The first would set new rules regarding AEA money. The Republican Party Steering Committee drafted a rule saying that the Alabama Republican Party would not take any money either directly or indirectly from the Alabama Education Association (AEA) or any of its affiliates. The rule also stipulates that the Party will not take any money from the National Education Association (NEA) or any of its affiliates.
The rule was passed following a controversy that erupted in the Alabama Republican Party after the Party’s Summer meeting. Former Alabama Republican Party Chairman Winton Blount (now working as an AEA lobbyist) purchased a table at the Summer meeting with AEA money. Vocal anti-AEA critics within the Republican Party objected to the Republican Party historically Democratic Party group attempting to influence the Republican Party.
The rule does not prevent individual Republican candidates from taking money from the controversial teachers’ union; but it does formally request that Republican candidates not take AEA money. In the 2010 election, then state Representative Robert Bentley did take AEA money in his Republican Primary battle with former state Senator Bradley Byrne for the Alabama Governor’s office. The AEA spent millions of dollars on negative advertising to attack Byrne as being “too liberal” for Alabama.
The Republican Party Executive Committee also passed a resolution urging that the state legislature repeal the adoption of the common core standards in Alabama.
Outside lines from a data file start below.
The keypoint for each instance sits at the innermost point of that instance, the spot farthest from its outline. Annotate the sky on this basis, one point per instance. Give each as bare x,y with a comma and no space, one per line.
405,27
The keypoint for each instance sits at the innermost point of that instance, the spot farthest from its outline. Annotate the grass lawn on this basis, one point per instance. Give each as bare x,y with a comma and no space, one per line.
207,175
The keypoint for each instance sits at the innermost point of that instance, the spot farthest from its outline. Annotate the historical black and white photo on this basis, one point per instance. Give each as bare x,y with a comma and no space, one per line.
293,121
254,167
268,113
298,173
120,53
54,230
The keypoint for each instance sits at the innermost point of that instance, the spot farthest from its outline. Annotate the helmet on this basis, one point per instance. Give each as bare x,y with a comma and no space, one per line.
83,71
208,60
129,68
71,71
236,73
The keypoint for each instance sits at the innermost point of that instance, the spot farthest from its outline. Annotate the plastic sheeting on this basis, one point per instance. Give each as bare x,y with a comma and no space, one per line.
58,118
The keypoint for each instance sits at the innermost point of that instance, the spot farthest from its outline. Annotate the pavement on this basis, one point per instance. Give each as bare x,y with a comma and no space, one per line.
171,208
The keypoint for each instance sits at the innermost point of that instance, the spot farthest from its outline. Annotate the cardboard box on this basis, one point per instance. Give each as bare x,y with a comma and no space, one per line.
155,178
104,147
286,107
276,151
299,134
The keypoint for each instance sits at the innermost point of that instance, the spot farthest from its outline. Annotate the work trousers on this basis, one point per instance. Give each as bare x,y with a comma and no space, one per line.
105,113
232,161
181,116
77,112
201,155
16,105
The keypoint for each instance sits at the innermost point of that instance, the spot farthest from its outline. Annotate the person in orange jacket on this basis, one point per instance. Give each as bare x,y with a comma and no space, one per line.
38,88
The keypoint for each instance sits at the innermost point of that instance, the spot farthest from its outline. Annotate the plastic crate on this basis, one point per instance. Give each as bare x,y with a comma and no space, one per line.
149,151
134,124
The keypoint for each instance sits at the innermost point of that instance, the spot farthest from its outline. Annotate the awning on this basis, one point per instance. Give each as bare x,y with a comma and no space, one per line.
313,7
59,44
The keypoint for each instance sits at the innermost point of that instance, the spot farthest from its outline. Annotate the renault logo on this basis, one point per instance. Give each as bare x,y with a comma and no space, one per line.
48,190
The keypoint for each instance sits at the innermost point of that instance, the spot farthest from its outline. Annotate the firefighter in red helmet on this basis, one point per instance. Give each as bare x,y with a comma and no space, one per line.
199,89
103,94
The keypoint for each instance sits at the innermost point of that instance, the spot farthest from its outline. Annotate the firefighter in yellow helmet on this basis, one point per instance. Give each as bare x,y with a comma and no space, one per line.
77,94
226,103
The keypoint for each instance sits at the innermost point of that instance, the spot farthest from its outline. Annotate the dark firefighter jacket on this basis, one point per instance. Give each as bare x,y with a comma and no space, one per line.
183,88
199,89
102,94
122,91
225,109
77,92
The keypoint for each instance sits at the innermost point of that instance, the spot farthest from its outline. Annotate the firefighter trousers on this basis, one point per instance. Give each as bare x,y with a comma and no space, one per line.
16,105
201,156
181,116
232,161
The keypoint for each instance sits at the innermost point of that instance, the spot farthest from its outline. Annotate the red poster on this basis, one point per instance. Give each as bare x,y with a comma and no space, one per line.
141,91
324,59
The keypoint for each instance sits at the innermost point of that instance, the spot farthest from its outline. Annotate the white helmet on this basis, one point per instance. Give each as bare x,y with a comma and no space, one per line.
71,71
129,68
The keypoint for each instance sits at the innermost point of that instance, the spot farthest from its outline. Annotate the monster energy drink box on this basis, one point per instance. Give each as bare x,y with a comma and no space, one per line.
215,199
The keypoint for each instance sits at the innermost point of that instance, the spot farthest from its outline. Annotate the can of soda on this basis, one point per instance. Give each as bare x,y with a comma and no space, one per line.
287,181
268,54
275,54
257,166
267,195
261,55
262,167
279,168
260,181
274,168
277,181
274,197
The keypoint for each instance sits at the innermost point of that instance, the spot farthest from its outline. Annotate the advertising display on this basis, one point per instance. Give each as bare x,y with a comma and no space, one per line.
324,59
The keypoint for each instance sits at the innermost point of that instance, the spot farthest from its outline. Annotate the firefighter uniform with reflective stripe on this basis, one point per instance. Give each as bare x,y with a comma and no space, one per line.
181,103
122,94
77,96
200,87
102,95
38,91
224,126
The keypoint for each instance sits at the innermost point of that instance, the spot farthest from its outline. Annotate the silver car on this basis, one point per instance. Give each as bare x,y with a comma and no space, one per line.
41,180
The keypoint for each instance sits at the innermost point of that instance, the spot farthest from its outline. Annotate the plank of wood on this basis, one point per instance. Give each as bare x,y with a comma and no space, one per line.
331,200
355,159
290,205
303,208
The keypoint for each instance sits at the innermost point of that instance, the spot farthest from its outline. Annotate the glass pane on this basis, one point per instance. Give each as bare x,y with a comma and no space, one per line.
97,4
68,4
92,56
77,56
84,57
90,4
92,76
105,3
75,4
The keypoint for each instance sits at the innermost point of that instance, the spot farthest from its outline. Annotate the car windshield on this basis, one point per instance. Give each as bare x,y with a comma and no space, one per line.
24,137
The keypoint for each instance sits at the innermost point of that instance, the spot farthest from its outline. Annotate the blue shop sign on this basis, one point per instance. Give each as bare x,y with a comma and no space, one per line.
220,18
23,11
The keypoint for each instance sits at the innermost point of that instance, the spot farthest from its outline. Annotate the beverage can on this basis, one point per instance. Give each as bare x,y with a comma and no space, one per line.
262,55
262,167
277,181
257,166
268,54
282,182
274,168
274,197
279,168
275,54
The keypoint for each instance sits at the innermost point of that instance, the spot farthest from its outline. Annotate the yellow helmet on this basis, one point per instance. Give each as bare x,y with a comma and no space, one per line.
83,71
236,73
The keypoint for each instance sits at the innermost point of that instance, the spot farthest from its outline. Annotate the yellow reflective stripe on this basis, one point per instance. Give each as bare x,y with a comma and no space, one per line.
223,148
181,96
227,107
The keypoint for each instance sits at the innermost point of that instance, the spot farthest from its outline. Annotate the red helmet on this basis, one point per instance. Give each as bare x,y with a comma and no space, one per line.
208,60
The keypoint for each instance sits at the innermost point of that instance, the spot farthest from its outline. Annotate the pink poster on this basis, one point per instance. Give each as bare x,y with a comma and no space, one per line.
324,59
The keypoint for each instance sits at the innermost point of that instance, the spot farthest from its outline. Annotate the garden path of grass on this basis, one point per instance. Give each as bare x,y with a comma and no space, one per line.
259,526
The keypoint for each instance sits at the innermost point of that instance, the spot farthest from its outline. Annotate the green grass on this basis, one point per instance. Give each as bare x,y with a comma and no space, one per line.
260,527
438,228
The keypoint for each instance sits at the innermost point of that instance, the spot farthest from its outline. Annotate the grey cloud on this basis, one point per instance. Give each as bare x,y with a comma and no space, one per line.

Forty five states including Alabama have adopted the Common Core Curriculum advocated by President Barack Obama and many national groups.
NEA President Dennis Van Roekel said in a written statement, “NEA believes that this work on Common Standards has the potential to provide teachers with far more manageable curriculum goals. Their broadness allows teachers to exercise professional judgment in planning instruction that promotes student success. As the standards are extended to grades K–12, NEA is optimistic that they will continue to be fewer, broader, and more challenging than most of the current state standards.”
Conservative critics of the common core point out that education is a state area of responsibility under the Constitution and the state of Alabama should not be abdicating its authority to decide school curriculum to President Obama or anybody else in the federal government.
Alabama Eagle Forum wrote of the common core standards: “We also support state and local control over education. The movement towards a common core curriculum is effectively turning over control of what is taught in our classrooms to a national entity and ultimately to the federal government. This will make it more difficult for parents or teachers who have problems or issues to address them. The State Board of Education currently has a process for writing Courses of Study, which provides for input from parents, teachers and others across the state. The Fordham Institute has ranked Alabama’s standards equal to or better than the proposed Common Core in each subject.”
Former Alabama Governor Bob Riley (R) was a prominent supporter of the Common Core standards. Governor Robert Bentley (R) has been a vocal opponent of the Common Core standards.
In November 2011 the Alabama State School Board rejected an effort by Governor Bentley to overturn the Common Core in a 6 to 3 vote. Bentley opposes the Common Core Standards because he feels that it represents an attempt by President Obama to take over education in this country. Gov. Bentley said then, “We want our standards to be extremely strong. In fact, we want them to be stronger than they are at the current time. They just don’t need to be tied to a federal core.”
Both resolutions passed by voice vote with only a handful of dissenting voices.